A frameless, conduction-cooled NbTi superconducting magnet developed by the research team led by Professor Liang Li and Professor Yunxing Song at the National High Magnetic Field Science Center has successfully achieved stable operation at a peak magnetic field strength of 9.0 T. This milestone represents significant progress in weight reduction, cost-effectiveness, and operational efficiency.

Lightweight, Cost-Effective frameless Design
The new magnet offers distinct advantages over traditional framed low-temperature superconducting magnets, including reduced weight, lower production costs, and substantially fewer training quenches. Building on their previous design, the team introduced a series of optimizations from conceptual design to manufacturing processes. These efforts have resulted in three key breakthroughs:

1: Weight Reduction: The magnet’s weight was reduced from 77 kg to 55 kg, a 30% decrease.

2: Reduced Wire Usage: The total length of superconducting wire was cut from 16.6 km to 13.8 km, saving 17%.

3: Fewer Training Quenches: The number of training quenches was reduced from 6 to 3, a 50% improvement.

Thermal And Electrical Performance under Cryocooling
The magnet is cooled by a single KDE415SA two-stage cryocooler and maintains an operating temperature of 3.8 K at 9.0 T, ensuring a comfortable thermal margin for long-term reliable operation. It features a 100 mm cold bore and achieves magnetic field uniformity within ±0.05% over a 1 cm spherical volume—parameters ideal for high-precision applications.

Applications and Future Development
Owing to its compact size, high field quality, and energy-efficient performance, the 9.0 T frameless NbTi magnet is well suited for integration into scanning tunneling microscopes (STM), physical property measurement systems (PPMS), and magneto-optical research platforms.

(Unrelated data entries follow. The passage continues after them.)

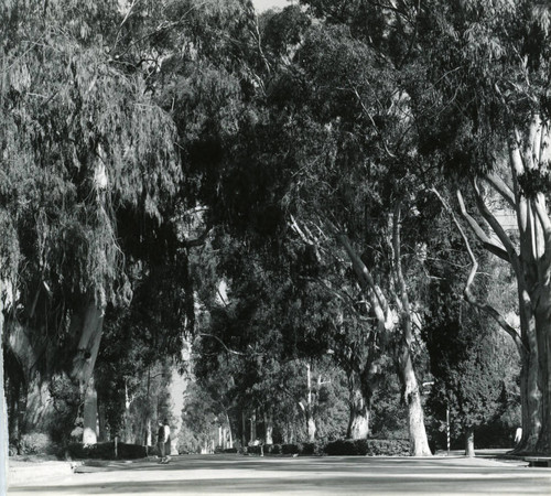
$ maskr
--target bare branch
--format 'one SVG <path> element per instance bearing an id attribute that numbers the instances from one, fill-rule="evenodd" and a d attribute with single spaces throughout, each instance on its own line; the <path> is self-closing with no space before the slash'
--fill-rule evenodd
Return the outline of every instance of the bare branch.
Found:
<path id="1" fill-rule="evenodd" d="M 476 182 L 476 180 L 473 180 L 473 188 L 475 192 L 476 206 L 480 211 L 480 214 L 483 215 L 484 219 L 488 223 L 488 225 L 491 227 L 491 229 L 497 235 L 499 240 L 503 242 L 505 249 L 507 250 L 510 263 L 512 265 L 515 270 L 517 270 L 519 267 L 518 255 L 517 250 L 515 249 L 515 246 L 512 245 L 511 239 L 505 231 L 504 226 L 499 224 L 496 216 L 489 211 L 486 203 L 484 203 L 484 198 L 483 195 L 480 194 L 480 190 L 478 187 L 478 183 Z"/>
<path id="2" fill-rule="evenodd" d="M 236 352 L 235 349 L 230 349 L 226 346 L 226 344 L 218 337 L 218 336 L 215 336 L 214 334 L 208 334 L 208 333 L 201 333 L 201 334 L 197 334 L 197 337 L 212 337 L 213 339 L 217 341 L 218 343 L 222 344 L 222 346 L 224 347 L 224 349 L 226 349 L 226 352 L 228 353 L 231 353 L 233 355 L 239 355 L 239 356 L 247 356 L 246 353 L 241 353 L 241 352 Z"/>
<path id="3" fill-rule="evenodd" d="M 185 239 L 184 241 L 182 241 L 182 247 L 193 248 L 197 246 L 203 246 L 206 241 L 206 238 L 208 237 L 208 234 L 210 233 L 210 228 L 212 226 L 205 227 L 205 230 L 197 238 Z"/>
<path id="4" fill-rule="evenodd" d="M 541 228 L 543 229 L 545 250 L 551 250 L 551 220 L 549 219 L 549 214 L 545 208 L 545 200 L 542 193 L 540 193 L 532 201 L 532 205 L 536 209 L 536 214 L 538 215 L 538 220 L 541 224 Z"/>
<path id="5" fill-rule="evenodd" d="M 339 233 L 337 235 L 337 239 L 348 254 L 359 284 L 365 291 L 366 295 L 369 298 L 371 309 L 377 317 L 379 330 L 390 331 L 393 327 L 392 315 L 387 299 L 382 294 L 382 291 L 375 283 L 371 272 L 352 247 L 348 237 L 344 233 Z"/>
<path id="6" fill-rule="evenodd" d="M 468 242 L 468 238 L 467 238 L 465 231 L 463 230 L 463 227 L 461 226 L 460 222 L 457 220 L 455 213 L 450 207 L 450 205 L 447 205 L 447 203 L 444 201 L 444 198 L 441 196 L 441 194 L 435 188 L 432 188 L 432 192 L 437 196 L 437 198 L 440 200 L 440 202 L 442 203 L 442 205 L 444 206 L 446 212 L 451 215 L 452 220 L 455 224 L 455 227 L 457 228 L 457 230 L 460 231 L 460 235 L 463 239 L 463 242 L 465 244 L 465 248 L 466 248 L 468 257 L 471 259 L 471 263 L 472 263 L 471 272 L 467 277 L 467 281 L 465 282 L 465 288 L 463 290 L 463 295 L 464 295 L 465 300 L 469 304 L 472 304 L 473 306 L 482 310 L 483 312 L 488 314 L 491 319 L 494 319 L 499 324 L 499 326 L 507 334 L 509 334 L 509 336 L 511 336 L 512 341 L 517 345 L 519 353 L 521 355 L 523 355 L 525 353 L 527 353 L 527 349 L 522 343 L 522 339 L 521 339 L 518 331 L 512 325 L 510 325 L 507 322 L 507 320 L 494 306 L 491 306 L 487 302 L 486 303 L 479 302 L 476 299 L 476 296 L 473 294 L 471 287 L 473 285 L 476 273 L 478 271 L 478 261 L 476 260 L 475 254 L 473 252 L 473 249 L 471 248 L 471 244 Z"/>
<path id="7" fill-rule="evenodd" d="M 433 191 L 435 192 L 434 188 Z M 476 237 L 479 239 L 479 241 L 483 244 L 484 248 L 486 248 L 488 251 L 496 255 L 500 259 L 510 262 L 509 255 L 507 254 L 507 251 L 499 245 L 496 245 L 489 238 L 489 236 L 484 231 L 484 229 L 478 225 L 478 223 L 467 212 L 467 209 L 465 208 L 465 202 L 463 201 L 463 195 L 461 194 L 460 190 L 456 191 L 456 196 L 457 196 L 457 202 L 460 203 L 460 211 L 462 217 L 467 222 L 468 226 L 476 235 Z"/>
<path id="8" fill-rule="evenodd" d="M 401 225 L 402 225 L 401 205 L 400 202 L 397 202 L 393 213 L 393 223 L 392 223 L 392 251 L 395 255 L 393 272 L 395 272 L 396 284 L 398 287 L 397 300 L 400 303 L 399 308 L 403 326 L 403 337 L 408 343 L 408 345 L 411 345 L 413 336 L 411 332 L 410 301 L 408 296 L 408 290 L 406 287 L 406 279 L 403 277 L 403 271 L 402 271 L 401 240 L 400 240 Z"/>
<path id="9" fill-rule="evenodd" d="M 486 174 L 484 177 L 493 187 L 496 190 L 503 198 L 512 207 L 517 208 L 517 202 L 515 201 L 515 193 L 506 184 L 506 182 L 499 177 L 495 172 L 490 172 Z"/>

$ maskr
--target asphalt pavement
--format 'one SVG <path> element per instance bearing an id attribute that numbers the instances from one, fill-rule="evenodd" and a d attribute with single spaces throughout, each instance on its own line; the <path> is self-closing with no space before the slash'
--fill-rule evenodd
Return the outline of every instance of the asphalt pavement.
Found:
<path id="1" fill-rule="evenodd" d="M 496 454 L 498 455 L 498 454 Z M 61 464 L 66 462 L 58 462 Z M 36 465 L 36 464 L 35 464 Z M 30 467 L 28 467 L 30 470 Z M 71 468 L 77 473 L 71 472 Z M 78 473 L 79 472 L 79 473 Z M 10 467 L 9 495 L 550 495 L 551 468 L 521 461 L 451 456 L 182 455 L 96 462 L 21 477 Z"/>

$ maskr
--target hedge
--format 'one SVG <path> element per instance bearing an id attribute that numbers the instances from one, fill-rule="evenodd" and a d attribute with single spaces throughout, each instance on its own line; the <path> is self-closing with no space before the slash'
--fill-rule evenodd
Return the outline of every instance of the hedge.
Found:
<path id="1" fill-rule="evenodd" d="M 118 459 L 136 460 L 145 457 L 145 446 L 139 444 L 117 444 Z M 66 454 L 73 459 L 115 460 L 115 443 L 83 444 L 72 443 Z"/>
<path id="2" fill-rule="evenodd" d="M 408 456 L 410 442 L 407 439 L 346 439 L 327 443 L 328 455 Z"/>

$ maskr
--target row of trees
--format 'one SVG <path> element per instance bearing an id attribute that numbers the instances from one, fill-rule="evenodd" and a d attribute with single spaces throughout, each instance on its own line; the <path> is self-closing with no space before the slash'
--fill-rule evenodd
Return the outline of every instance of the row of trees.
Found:
<path id="1" fill-rule="evenodd" d="M 198 384 L 231 377 L 228 401 L 239 385 L 267 418 L 283 403 L 266 391 L 331 358 L 354 436 L 391 363 L 412 454 L 425 455 L 420 370 L 469 430 L 480 397 L 497 400 L 465 387 L 494 384 L 493 321 L 521 360 L 518 449 L 551 450 L 547 7 L 1 9 L 2 343 L 18 430 L 72 430 L 56 417 L 80 416 L 97 385 L 109 403 L 109 381 L 128 389 L 188 341 Z M 294 406 L 310 438 L 314 403 Z"/>

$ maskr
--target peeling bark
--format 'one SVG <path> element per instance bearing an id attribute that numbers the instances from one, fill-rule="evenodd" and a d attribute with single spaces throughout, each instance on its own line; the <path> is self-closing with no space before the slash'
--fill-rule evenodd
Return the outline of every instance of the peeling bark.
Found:
<path id="1" fill-rule="evenodd" d="M 3 389 L 3 288 L 0 281 L 0 493 L 8 493 L 8 409 Z"/>
<path id="2" fill-rule="evenodd" d="M 361 391 L 355 389 L 350 392 L 350 420 L 346 436 L 348 439 L 367 439 L 369 435 L 369 409 L 363 398 Z"/>
<path id="3" fill-rule="evenodd" d="M 475 428 L 474 425 L 465 427 L 465 456 L 475 456 Z"/>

Looking ahead, the research team plans to refine coil winding geometries to further improve field homogeneity and cooling efficiency. Additionally, they aim to develop scalable production techniques to support mass manufacturing. These efforts will help advance the commercialization of conduction-cooled low-temperature superconducting magnets, reduce reliance on foreign technologies, and enhance domestic capabilities in cutting-edge scientific instrumentation.